Global rush for large language models and critical infrastructure
Large language models (LMMs) are proving so important that they “have become ‘nationalized,’ where every country wants their own LMM,” according to the report. These are models that attempt to understand all the words in a given language, and the largest to date is the Chinese model, Wudao, with 1.75 trillion parameters. In general, China has emerged as the world leader in academic AI research – at the same time that U.S. universities are suffering a significant “brain drain,” according to the report.
In addition to being one of the most important fronts in AI research, linguistic understanding is one of the most fraught. The machine understanding that emerges often turns out to reveal racist and sexist biases that might reflect an accurate understanding of human nature – but not one we want to promote. One of the recent scandals in the field was Google’s firing of Timnit Gebru, an AI researcher who says she was cut loose after raising ethical objections to the way Google was using LMMs. Alphabet/Google also quashed an effort by DeepMind to be spun off as a nonprofit research group, according to the report.

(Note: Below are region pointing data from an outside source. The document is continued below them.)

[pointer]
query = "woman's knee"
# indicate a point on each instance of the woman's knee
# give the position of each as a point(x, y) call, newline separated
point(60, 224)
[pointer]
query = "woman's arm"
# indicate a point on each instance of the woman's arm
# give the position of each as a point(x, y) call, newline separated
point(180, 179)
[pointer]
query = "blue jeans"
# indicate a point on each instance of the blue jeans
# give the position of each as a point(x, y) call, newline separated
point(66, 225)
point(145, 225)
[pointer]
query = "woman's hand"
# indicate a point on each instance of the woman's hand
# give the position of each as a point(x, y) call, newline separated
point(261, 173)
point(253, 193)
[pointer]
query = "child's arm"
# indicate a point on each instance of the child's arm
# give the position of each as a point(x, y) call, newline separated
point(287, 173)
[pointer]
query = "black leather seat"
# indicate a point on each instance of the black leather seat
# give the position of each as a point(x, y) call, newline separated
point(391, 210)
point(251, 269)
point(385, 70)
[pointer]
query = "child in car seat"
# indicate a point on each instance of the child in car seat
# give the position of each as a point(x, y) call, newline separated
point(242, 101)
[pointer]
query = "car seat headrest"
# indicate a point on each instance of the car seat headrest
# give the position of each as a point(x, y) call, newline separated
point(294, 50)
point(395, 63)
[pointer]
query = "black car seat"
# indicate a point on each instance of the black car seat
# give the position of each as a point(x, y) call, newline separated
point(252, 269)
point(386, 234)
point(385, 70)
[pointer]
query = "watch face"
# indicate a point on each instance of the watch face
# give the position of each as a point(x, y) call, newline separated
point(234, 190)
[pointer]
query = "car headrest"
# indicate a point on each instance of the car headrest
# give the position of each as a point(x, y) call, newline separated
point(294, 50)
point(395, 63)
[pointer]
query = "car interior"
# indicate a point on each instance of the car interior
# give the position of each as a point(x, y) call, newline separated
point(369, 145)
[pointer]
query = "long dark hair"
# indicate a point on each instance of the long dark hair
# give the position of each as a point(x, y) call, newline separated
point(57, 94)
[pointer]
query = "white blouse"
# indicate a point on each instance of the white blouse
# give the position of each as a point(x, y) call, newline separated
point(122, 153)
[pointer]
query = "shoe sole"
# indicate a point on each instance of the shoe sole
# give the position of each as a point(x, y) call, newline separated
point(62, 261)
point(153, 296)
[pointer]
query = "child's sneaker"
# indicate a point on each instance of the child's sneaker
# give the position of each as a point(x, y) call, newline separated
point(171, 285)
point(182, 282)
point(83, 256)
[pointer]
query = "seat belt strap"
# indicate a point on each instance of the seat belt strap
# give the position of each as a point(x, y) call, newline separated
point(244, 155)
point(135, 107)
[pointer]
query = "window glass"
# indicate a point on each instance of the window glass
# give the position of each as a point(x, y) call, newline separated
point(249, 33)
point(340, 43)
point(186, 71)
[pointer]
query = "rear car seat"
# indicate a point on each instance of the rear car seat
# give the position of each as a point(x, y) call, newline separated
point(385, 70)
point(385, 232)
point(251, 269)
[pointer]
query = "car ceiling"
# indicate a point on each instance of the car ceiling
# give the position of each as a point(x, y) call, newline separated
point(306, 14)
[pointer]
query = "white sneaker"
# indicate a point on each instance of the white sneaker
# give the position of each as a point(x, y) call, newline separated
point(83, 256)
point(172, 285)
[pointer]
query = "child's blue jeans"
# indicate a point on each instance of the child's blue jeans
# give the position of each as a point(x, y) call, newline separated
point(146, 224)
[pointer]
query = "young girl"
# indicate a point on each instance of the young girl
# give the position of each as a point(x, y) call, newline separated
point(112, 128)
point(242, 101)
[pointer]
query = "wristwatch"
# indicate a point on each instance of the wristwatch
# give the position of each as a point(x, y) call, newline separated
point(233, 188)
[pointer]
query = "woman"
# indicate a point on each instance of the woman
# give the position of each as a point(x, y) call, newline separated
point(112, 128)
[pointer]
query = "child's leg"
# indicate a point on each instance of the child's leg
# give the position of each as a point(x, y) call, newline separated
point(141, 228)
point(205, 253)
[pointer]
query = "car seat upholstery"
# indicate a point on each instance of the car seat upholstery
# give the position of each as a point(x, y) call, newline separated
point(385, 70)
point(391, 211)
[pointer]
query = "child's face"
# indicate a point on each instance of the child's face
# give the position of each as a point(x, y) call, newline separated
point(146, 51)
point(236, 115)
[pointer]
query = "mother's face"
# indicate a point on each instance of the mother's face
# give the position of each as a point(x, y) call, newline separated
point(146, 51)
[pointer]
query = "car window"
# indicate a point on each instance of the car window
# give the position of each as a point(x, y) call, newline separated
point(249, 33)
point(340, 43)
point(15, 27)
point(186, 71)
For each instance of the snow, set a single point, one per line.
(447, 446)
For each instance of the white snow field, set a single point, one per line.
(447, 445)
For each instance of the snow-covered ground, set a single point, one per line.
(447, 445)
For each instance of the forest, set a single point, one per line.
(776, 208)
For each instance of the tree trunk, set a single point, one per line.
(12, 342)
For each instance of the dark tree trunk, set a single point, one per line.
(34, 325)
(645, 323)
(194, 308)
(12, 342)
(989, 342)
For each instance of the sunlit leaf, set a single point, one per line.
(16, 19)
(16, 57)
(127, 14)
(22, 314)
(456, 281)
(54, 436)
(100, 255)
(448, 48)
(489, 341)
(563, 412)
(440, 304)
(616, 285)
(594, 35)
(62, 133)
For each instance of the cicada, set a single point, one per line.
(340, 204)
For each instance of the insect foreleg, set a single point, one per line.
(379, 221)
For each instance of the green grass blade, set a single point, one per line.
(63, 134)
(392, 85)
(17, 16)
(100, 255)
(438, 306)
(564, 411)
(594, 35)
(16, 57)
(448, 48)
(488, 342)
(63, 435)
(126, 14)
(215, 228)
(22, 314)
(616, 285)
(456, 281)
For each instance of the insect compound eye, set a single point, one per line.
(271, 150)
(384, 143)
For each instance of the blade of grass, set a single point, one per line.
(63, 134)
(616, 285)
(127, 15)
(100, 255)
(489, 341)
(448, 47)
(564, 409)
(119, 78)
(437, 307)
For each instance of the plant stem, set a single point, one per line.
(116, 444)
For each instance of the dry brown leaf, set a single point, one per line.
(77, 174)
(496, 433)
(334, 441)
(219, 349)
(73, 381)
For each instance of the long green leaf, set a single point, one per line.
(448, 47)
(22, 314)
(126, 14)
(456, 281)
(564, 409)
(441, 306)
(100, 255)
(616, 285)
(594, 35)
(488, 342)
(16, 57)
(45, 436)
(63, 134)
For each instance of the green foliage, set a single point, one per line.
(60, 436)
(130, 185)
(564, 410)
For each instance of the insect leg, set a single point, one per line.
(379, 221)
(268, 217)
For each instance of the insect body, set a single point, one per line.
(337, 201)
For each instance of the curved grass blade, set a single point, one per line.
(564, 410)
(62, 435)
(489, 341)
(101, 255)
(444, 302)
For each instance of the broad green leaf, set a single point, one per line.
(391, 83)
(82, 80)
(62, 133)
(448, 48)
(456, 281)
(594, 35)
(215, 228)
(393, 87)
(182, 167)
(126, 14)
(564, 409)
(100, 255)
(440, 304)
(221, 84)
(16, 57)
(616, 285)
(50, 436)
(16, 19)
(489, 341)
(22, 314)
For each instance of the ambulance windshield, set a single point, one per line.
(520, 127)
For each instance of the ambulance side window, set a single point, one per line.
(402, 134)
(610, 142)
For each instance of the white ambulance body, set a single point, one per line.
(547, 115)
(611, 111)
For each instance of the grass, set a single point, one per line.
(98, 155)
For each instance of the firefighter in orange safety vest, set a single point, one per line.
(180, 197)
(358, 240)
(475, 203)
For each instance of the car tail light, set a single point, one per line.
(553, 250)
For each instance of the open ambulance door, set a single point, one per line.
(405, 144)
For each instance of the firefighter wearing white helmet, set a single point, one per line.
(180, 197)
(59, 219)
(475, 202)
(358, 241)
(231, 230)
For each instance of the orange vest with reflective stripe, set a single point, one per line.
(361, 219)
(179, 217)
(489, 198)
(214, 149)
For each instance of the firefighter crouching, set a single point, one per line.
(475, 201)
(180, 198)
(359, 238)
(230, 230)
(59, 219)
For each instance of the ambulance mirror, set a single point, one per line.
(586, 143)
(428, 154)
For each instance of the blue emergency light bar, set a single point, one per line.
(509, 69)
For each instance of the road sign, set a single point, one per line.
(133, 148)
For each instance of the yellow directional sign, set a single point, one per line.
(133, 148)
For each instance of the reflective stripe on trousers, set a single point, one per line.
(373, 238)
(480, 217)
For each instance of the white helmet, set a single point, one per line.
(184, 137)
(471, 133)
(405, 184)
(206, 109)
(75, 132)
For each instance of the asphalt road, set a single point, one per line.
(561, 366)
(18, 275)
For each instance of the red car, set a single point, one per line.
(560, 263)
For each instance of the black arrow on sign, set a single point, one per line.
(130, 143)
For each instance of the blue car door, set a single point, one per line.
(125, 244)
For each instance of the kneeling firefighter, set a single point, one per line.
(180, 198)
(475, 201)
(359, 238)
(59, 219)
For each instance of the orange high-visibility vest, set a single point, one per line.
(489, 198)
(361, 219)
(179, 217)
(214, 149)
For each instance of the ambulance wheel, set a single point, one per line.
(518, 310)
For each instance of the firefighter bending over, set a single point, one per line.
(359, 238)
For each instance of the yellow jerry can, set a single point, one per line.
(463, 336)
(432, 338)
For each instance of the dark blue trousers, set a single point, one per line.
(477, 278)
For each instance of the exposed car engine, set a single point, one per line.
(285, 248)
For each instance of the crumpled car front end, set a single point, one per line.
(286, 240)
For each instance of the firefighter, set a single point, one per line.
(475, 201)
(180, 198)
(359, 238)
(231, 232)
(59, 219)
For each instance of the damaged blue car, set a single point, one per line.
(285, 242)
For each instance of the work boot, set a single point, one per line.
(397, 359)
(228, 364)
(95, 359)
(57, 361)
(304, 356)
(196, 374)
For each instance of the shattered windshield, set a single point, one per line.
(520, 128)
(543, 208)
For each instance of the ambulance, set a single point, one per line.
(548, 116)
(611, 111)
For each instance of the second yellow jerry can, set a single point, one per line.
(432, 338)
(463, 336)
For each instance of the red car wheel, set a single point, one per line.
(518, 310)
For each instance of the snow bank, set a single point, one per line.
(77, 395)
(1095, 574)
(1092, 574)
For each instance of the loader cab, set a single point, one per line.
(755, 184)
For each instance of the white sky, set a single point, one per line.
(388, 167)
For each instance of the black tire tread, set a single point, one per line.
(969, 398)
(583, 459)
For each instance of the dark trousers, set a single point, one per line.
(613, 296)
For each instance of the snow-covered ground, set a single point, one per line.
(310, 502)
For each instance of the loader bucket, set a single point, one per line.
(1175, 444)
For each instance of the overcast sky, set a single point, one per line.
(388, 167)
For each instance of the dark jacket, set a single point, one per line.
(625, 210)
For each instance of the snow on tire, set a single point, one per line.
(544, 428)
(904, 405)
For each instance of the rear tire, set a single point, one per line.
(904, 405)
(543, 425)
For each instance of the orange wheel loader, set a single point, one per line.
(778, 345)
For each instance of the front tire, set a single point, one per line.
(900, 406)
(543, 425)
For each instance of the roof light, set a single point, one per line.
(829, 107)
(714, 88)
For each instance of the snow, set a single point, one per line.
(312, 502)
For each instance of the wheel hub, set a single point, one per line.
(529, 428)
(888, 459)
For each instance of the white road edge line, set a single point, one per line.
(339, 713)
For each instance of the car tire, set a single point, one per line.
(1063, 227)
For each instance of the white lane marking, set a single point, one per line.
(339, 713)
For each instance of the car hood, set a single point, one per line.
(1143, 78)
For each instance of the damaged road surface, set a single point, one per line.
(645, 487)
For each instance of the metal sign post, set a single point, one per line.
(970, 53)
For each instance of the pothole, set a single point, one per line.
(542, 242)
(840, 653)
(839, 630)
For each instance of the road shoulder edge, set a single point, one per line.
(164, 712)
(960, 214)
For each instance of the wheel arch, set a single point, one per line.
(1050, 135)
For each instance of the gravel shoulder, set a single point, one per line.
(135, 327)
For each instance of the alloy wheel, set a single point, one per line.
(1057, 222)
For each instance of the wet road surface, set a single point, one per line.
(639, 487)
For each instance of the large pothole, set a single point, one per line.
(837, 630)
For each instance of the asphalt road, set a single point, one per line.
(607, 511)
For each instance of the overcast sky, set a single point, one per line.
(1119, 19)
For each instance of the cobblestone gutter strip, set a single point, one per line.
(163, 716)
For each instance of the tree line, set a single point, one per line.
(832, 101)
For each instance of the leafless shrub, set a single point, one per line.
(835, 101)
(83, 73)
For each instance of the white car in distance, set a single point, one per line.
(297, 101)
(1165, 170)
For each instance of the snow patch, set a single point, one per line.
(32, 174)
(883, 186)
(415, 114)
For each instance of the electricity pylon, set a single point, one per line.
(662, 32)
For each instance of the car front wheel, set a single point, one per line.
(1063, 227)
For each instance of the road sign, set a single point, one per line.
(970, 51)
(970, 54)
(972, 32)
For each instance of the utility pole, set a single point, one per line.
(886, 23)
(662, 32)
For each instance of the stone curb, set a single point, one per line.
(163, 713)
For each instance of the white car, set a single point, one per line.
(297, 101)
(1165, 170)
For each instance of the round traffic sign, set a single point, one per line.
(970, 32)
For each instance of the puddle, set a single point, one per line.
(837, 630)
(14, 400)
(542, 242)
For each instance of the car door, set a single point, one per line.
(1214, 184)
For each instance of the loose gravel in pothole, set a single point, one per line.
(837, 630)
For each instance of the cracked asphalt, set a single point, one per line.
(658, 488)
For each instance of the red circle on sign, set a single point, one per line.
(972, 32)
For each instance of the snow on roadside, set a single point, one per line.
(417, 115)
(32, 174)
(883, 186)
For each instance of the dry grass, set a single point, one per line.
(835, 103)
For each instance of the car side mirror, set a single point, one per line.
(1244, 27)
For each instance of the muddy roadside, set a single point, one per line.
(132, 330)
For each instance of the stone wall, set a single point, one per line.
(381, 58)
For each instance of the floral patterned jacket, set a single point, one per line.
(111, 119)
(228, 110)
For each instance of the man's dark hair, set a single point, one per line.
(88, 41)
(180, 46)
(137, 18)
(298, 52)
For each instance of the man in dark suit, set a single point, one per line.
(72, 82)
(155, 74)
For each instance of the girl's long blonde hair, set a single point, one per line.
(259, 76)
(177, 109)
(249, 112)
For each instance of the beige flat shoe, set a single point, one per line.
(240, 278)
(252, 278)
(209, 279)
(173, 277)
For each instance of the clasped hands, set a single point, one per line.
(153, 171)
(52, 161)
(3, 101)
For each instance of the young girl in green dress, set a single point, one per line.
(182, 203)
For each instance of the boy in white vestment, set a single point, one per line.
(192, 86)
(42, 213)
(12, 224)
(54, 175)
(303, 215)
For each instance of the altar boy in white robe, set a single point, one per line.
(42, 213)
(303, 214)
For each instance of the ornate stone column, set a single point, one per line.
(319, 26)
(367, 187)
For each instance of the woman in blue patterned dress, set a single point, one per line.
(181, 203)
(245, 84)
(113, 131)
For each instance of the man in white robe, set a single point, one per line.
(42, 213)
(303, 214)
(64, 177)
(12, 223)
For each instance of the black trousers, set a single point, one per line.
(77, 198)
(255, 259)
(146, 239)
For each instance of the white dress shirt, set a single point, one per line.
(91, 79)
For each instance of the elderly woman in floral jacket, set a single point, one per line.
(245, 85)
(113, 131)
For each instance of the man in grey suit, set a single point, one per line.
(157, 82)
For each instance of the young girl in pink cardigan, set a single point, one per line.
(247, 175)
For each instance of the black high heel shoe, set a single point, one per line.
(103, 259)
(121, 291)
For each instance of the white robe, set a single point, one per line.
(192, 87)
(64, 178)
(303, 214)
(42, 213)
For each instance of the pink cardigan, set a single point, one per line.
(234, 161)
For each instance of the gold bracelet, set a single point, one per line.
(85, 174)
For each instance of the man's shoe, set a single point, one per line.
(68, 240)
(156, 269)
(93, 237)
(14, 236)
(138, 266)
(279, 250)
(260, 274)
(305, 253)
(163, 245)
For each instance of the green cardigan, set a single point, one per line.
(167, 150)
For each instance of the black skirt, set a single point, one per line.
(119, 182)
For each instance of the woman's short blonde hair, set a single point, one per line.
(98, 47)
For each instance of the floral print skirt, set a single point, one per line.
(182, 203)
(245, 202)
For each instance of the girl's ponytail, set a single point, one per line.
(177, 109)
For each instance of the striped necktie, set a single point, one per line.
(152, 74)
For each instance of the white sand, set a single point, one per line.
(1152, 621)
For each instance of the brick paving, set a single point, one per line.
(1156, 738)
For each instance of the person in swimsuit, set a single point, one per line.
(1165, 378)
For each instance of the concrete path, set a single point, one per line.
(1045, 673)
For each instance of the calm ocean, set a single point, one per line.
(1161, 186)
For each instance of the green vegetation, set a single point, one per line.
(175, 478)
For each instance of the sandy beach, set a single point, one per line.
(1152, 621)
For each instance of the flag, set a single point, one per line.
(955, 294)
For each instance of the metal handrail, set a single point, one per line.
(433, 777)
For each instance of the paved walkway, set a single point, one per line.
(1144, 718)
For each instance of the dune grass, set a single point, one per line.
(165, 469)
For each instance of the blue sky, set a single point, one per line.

The report highlights these incidents in the context of a broader discussion of AI safety – the challenge of ensuring that AI progress is kept in alignment with human wellbeing – including worries over military applications like autonomous war-fighting machines.
These are just some of the many highlights included in the report, which was published as a 168-screen Google Slides deck. Among their predictions for the coming year are that this sector will likely see a wave of consolidation among AI semiconductor companies and the emergence of a new research company focused on artificial general intelligence (the most ambitious branch of AI) with a focus on a vertical like life sciences, critical infrastructure or developer tools.